Léonce Ndikumana est professeur d’économie et directeur du Programme de politique de développement de l’Afrique à l’Institut de recherche économique de l’Université du Massachusetts. Il est membre de la Commission indépendante pour la réforme de l’impôt international sur les sociétés (ICRICT) et est co-auteur de La Dette Odieuse d'Afrique : Comment l'endettement et la fuite des capitaux ont saigné un continent.

JA

Le manque de ressources fiscales pèse lourdement sur les capacités des États africains. Il devient urgent de faire payer aux multinationales des impôts proportionnels à leurs bénéfices.

2020 : réinventer l’Afrique (1/6) – Élections cruciales, chantiers économiques, enjeux sociaux et sociétaux… En cette année de célébration des indépendances, quels sont les défis que le continent doit encore relever ? Pendant une semaine, Jeune Afrique vous propose analyses et décryptages.

Sur le papier, les prévisions de croissance pour l’Afrique subsaharienne en 2020 ont de quoi faire pâlir d’envie le reste du monde. Avec une hausse de 3,6 % de son produit intérieur brut selon le Fonds monétaire international, la région fera mieux que la moyenne mondiale.

Mais on est loin, très loin, de ce dont elle a besoin pour répondre aux attentes fondamentales de sa population. Le véritable enjeu est la réduction des inégalités.
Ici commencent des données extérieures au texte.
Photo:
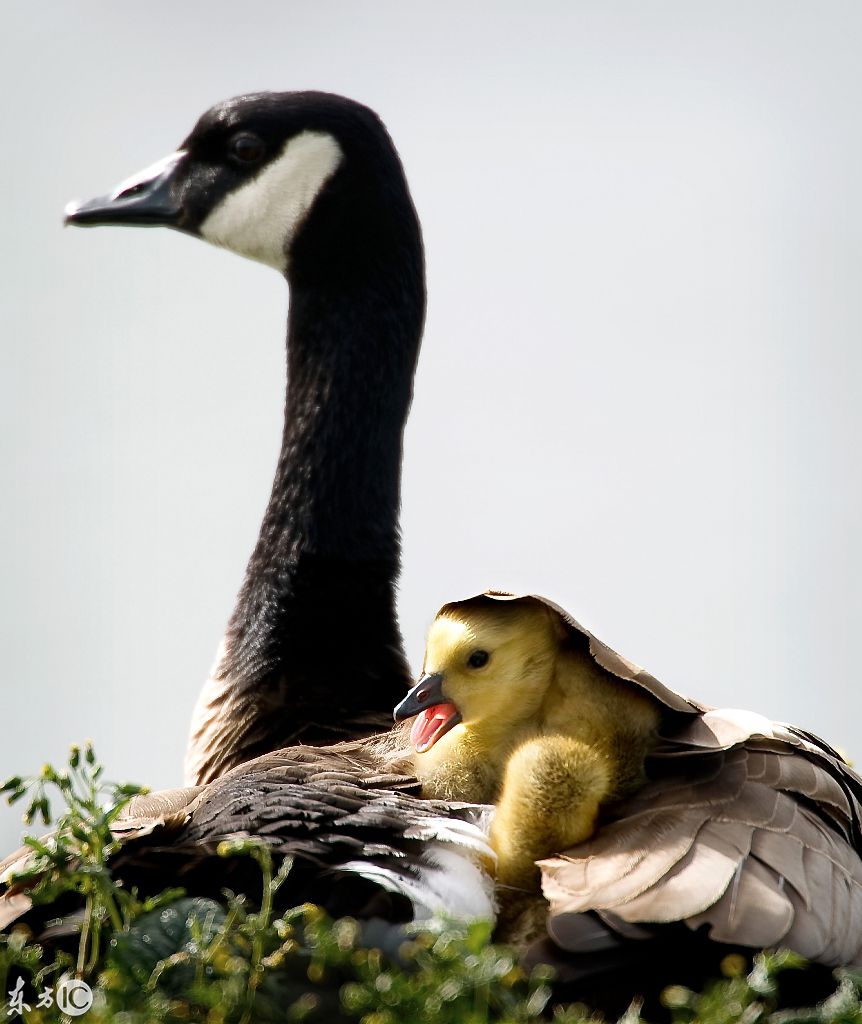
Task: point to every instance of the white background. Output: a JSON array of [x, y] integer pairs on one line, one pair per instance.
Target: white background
[[639, 391]]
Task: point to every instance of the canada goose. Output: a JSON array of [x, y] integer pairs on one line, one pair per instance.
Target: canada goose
[[744, 834], [729, 822], [310, 184], [363, 841]]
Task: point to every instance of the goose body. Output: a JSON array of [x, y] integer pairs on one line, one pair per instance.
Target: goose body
[[722, 819], [310, 184], [741, 834]]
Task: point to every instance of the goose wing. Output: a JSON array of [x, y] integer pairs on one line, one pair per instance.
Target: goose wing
[[748, 827], [363, 842]]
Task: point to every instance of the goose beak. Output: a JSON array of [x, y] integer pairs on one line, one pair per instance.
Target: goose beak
[[427, 693], [147, 198]]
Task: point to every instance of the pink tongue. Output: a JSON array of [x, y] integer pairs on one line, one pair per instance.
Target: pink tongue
[[428, 725]]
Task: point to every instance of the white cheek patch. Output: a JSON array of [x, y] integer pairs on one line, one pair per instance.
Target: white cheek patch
[[260, 218]]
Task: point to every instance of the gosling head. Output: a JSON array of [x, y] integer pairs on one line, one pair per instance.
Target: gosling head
[[256, 170], [488, 665]]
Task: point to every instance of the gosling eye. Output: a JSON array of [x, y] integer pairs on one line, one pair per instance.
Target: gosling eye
[[478, 658], [246, 147]]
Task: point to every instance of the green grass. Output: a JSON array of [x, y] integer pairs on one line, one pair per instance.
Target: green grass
[[186, 958]]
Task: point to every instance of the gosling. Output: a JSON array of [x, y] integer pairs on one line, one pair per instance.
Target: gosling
[[510, 711]]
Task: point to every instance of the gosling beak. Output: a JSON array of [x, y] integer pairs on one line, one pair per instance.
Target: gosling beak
[[148, 198], [436, 714], [427, 693]]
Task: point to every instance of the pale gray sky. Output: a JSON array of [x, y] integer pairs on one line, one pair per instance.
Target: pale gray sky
[[640, 385]]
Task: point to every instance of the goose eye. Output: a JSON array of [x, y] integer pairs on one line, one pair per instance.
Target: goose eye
[[478, 658], [246, 147]]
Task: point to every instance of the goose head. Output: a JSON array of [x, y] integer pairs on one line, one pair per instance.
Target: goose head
[[252, 171], [310, 184], [487, 669]]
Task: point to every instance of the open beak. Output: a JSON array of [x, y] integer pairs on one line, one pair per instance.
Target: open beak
[[436, 713], [148, 198], [427, 693]]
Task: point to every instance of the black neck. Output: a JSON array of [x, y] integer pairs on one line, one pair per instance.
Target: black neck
[[313, 640]]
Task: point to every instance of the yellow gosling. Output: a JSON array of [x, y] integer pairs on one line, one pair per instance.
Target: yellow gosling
[[510, 711]]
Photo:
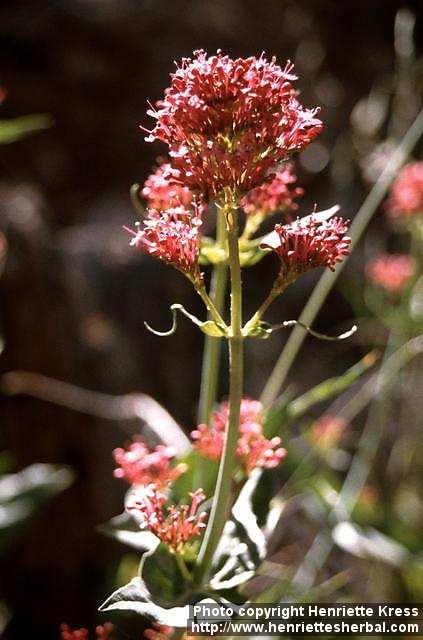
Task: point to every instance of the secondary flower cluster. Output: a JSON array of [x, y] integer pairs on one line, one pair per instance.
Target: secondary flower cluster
[[102, 632], [406, 197], [172, 236], [276, 194], [174, 526], [228, 122], [138, 465], [307, 243], [163, 189], [150, 473], [253, 449], [391, 272]]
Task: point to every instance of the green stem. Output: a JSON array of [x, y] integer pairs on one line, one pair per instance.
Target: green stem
[[327, 281], [211, 308], [183, 567], [213, 346], [278, 288], [223, 493]]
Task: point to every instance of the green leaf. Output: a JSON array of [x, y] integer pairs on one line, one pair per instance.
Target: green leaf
[[12, 130], [135, 597], [126, 530], [162, 576], [210, 328], [181, 487], [261, 330]]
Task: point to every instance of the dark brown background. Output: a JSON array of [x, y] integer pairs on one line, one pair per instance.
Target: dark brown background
[[74, 295]]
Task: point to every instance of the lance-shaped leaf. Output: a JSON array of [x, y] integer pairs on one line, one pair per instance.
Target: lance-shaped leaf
[[121, 408], [126, 530], [135, 597], [162, 576]]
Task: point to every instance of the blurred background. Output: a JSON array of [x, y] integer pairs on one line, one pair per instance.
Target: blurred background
[[73, 295]]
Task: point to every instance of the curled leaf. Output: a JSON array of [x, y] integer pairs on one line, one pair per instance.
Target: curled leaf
[[209, 327], [264, 330]]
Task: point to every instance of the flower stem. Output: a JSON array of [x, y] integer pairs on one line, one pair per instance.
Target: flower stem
[[211, 308], [213, 346], [328, 279], [223, 493], [275, 292], [183, 567]]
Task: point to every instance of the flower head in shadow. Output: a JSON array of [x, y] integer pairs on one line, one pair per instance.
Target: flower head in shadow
[[391, 272], [253, 449], [102, 632], [406, 196], [172, 236], [140, 465], [173, 525]]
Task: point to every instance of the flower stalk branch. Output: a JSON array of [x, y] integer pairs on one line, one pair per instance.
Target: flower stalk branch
[[223, 494], [212, 347]]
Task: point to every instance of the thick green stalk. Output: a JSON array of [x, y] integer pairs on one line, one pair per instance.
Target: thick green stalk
[[223, 494], [213, 346], [326, 282]]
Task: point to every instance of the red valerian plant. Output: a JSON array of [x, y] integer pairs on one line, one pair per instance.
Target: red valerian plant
[[253, 449], [391, 272], [406, 198], [178, 525], [276, 194], [228, 122], [102, 632], [231, 127], [139, 465]]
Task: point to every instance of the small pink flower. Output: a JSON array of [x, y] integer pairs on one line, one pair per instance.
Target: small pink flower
[[102, 632], [276, 194], [141, 466], [172, 236], [406, 196], [229, 122], [391, 272], [327, 431], [308, 243], [158, 632], [253, 449], [164, 189], [176, 525]]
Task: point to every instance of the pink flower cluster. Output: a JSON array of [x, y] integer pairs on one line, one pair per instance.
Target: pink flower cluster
[[276, 194], [102, 632], [139, 465], [392, 272], [406, 197], [253, 449], [229, 122], [163, 189], [172, 236], [308, 243], [175, 526]]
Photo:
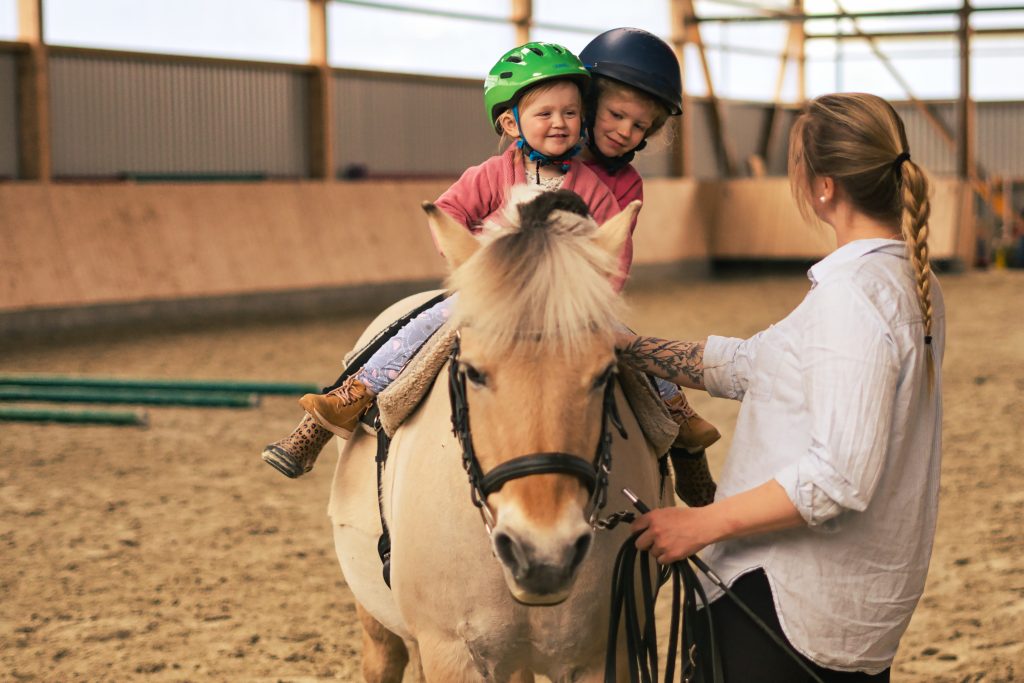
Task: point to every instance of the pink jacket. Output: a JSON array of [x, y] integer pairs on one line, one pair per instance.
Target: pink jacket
[[626, 185], [481, 191]]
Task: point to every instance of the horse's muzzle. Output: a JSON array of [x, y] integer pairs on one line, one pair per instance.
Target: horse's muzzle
[[541, 578]]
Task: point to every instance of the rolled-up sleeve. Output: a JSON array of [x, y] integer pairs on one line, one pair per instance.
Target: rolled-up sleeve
[[728, 366], [849, 374]]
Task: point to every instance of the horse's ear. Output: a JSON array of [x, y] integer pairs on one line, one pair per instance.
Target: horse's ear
[[453, 239], [612, 236]]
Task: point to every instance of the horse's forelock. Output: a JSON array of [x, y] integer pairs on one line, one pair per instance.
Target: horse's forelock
[[549, 282]]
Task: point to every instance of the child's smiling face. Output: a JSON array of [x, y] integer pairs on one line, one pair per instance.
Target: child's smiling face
[[621, 123], [551, 119]]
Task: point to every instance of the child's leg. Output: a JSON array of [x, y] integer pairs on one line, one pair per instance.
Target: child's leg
[[338, 411], [694, 484], [694, 431]]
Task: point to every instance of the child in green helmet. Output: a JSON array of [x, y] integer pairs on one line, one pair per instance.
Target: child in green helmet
[[531, 97], [534, 95]]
Alors que l’Asie a réussi à réduire l’extrême pauvreté, c’est-à-dire le nombre d’habitants vivant avec moins de 1,90 dollar par jour, celle-ci ne cesse d’augmenter en Afrique. Si rien ne change, le continent pourrait compter 90 % des pauvres du monde d’ici à 2030, avertit la Banque mondiale.

Réchauffement climatique

Bien sûr, les Africains ont gagné près de onze ans d’espérance de vie depuis le début du siècle.

Mais les maladies infectieuses continuent à faire des ravages dans la région et l’impact des inégalités est criant. Au Sénégal, la mortalité des enfants de moins de 5 ans est deux fois et demie plus élevée chez les 20 % les plus pauvres de la population que chez les 20 % les plus aisés.

La crise climatique est plus inquiétante encore. L’Afrique est le continent le moins responsable du réchauffement mais subit de plein fouet ses conséquences : sécheresses prolongées, inondations à répétition, déclin des rendements agricoles, accès à l’eau limité.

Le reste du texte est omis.